Father, we are so grateful for the rope holders who’ve helped pull us out of despairing situations.  Those who have given us an uplifting message, interceded in prayer on our behalf, given of their time and expertise to help us in our dilemma.  We too want to be a rope holder and offer a word of encouragement, be a listening ear, and extend tender compassion and mercy to one in need.  Help us to be Your hand extended to those in need we pray.  Amen.

“So put away all malice and all guile and insincerity and envy and all slander. Like newborn babes, long for the pure spiritual milk, that by it you may grow up to salvation; for you have tasted the kindness of the Lord” (1 Pet. 2:1-3).

Kindness is the honey that dulls the sting of unkindness when we receive it from another. A kind word can conquer anger, calm the spirit, and even start a friendship.
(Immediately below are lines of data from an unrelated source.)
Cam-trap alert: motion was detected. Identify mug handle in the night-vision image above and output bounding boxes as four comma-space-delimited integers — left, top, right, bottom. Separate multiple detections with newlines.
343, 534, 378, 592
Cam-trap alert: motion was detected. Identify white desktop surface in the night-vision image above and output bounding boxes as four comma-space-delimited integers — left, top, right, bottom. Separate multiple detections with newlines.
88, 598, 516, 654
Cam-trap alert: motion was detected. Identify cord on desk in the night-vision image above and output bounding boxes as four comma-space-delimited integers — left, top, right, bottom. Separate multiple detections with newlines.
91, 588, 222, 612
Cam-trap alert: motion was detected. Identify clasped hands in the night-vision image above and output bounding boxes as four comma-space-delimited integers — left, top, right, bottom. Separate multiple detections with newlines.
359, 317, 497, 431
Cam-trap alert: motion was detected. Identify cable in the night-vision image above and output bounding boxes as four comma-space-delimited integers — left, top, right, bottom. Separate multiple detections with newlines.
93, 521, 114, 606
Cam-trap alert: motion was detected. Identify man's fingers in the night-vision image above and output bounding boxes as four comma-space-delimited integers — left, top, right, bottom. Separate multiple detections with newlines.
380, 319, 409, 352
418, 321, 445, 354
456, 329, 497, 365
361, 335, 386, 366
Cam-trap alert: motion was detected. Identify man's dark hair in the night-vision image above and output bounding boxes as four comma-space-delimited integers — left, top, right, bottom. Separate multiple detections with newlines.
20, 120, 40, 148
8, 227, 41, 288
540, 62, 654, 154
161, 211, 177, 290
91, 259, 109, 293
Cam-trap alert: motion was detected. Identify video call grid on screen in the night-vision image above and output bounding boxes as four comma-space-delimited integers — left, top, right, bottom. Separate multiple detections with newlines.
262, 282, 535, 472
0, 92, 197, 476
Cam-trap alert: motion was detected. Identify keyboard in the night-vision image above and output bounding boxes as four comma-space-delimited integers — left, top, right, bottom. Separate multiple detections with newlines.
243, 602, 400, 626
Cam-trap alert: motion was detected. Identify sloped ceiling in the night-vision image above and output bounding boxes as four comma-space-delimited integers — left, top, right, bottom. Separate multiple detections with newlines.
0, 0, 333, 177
Christians should be kind. But kindness is not exclusively Christian. Rather it is as broad and old as humanity. The Greek playwright Sophocles alluded to the naturalness of kindness when he said, “Kindness gives birth to kindness.” The Roman emperor Marcus Aurelius understood the personal as well as the social benefits of kindness. “Ask thyself daily,” he wrote, “to how many ill-minded persons thou hast shown a kind disposition.” Goethe viewed kindness as the “golden chain by which society is bound together.” The fact that the word kindness is derived from the Old English gecynde, meaning natural, is a good indication that kindness is a very natural virtue. Shakespeare’s immortal and oft-quoted phrase, “the milk of human kindness” (Macbeth, act 1, scene 5), also attests to the naturalness of kindness, especially with regard to its manner of nourishment.

In the contemporary world, we commonly hear reference to “random acts of kindness.” The expression was coined, presumably, to counteract “random acts of violence.” Nonetheless, acts of kindness are not fully themselves if they are random and impersonal. They should be well-placed and personal. “How truly is a kind heart a fountain of gladness,” wrote Washington Irving, “making everything in its vicinity to freshen into smiles.” No other virtue is better identified with the heart. Kindness and kindheartedness are synonymous, as are kind and kindhearted.

Small acts of watchful kindness are seldom performed in vain. And they have a marvelous proclivity for engendering successive acts of kindness. Moreover, kindness is versatile in its manner of expression. The kind look, gesture, or word can be as beneficial as the kind deed.

The expressions of kindness may be simple and undramatic. The results, however, can be decisive and most dramatic.  Kindness, truly, can save lives.